NDSolve divide-by-zero trouble

Determining n'[r] from

Solve[eulerEq, Derivative[1][n][r]][[1, 1, 2]]
(* -((2 n[r] (-1 + r^3 n[r]^2))/(r (-1 + r^4 n[r]^(12/5)))) *)

we see that it is indeterminate at r = 1, and it is for this reason that NDSolve fails there. Nonetheless, the limiting value can be obtained as follows,

Limit[% /. n[r] -> 1 + a (r - 1), r -> 1]
(* -((5 (3 + 2 a))/(10 + 6 a)) *)
sl = Solve[% == a]
(* {{a -> 1/6 (-10 - Sqrt[10])}, {a -> 1/6 (-10 + Sqrt[10])}} *)

and used to define boundary conditions very near r = 1.

dr = .0001;
s1 = NDSolveValue[{eulerEq, n[1 + dr] == 1 + dr a /. First[sl]}, n, {r, 1 + dr, 10}];
s2 = NDSolveValue[{eulerEq, n[1 + dr] == 1 + dr a /. Last[sl]}, n, {r, 1 + dr, 10}];
s3 = NDSolveValue[{eulerEq, n[1 - dr] == 1 - dr a /. First[sl]}, n, {r, .5, 1 - dr}];
s4 = NDSolveValue[{eulerEq, n[1 - dr] == 1 - dr a /. Last[sl]}, n, {r, .5, 1 - dr}];

p1 = Plot[{s1[r], s2[r]}, {r, 1 + dr, 10}, PlotRange -> {{0, 10}, {0, 5}}];
p3 = Plot[{s3[r], s4[r]}, {r, .5, 1 - dr}, PlotRange -> {{0, 10}, {0, 5}}];
Show[p1, p3, AxesLabel -> {r, n}]

enter image description here


bbgodfrey has already given a good answer, here's just a not that rigorous but cheap and accurate enough way to resolve the problem:

S = NDSolveValue[{eulerEq, n@1 == 1 + #}, n[r], {r, 0.5, 10}, 
    Method -> "StiffnessSwitching"] & /@ ({1, -1} $MachineEpsilon)

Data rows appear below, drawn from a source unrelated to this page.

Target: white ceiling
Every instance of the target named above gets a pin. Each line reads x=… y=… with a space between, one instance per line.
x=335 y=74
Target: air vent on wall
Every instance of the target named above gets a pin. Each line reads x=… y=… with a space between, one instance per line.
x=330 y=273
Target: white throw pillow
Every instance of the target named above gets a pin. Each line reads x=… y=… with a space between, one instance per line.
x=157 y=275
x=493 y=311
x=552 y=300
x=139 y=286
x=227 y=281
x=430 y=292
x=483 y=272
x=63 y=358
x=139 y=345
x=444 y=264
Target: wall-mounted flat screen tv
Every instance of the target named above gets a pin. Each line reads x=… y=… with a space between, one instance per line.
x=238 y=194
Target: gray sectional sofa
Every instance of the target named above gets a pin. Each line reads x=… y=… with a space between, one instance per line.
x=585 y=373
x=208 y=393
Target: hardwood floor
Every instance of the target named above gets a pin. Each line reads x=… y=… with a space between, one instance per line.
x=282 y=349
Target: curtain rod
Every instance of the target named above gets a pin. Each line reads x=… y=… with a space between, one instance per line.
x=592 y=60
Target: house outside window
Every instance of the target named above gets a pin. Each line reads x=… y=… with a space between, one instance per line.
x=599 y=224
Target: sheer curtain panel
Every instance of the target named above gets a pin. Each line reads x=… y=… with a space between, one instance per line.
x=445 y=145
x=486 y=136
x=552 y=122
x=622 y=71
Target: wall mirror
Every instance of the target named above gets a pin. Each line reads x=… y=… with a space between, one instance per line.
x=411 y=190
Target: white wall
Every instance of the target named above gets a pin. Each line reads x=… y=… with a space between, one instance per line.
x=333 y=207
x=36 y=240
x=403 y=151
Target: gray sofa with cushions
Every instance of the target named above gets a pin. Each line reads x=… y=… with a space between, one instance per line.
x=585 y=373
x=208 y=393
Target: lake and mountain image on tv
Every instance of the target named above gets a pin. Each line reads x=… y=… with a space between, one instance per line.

Plot[S, {r, 0.5, 10}, PlotRange -> All]

enter image description here


Using the limiting values from bbgodfrey's answer, we can take a more direct approach with NDSolve using "EquationSimplification" -> "Residual":

sol = Join @@@
       (NDSolve[{eulerEq, initcond, n'[1] == #}, 
         n[r], {r, 0.5, 10},
         Method -> {"EquationSimplification" -> "Residual"}] & /@
          {1/6 (-10 + Sqrt[10]), 1/6 (-10 - Sqrt[10])});

Plot[n[r] /. sol // Evaluate, {r, 0.5, 10}, PlotRange -> All, 
 AxesOrigin -> {0, 0}]

Mathematica graphics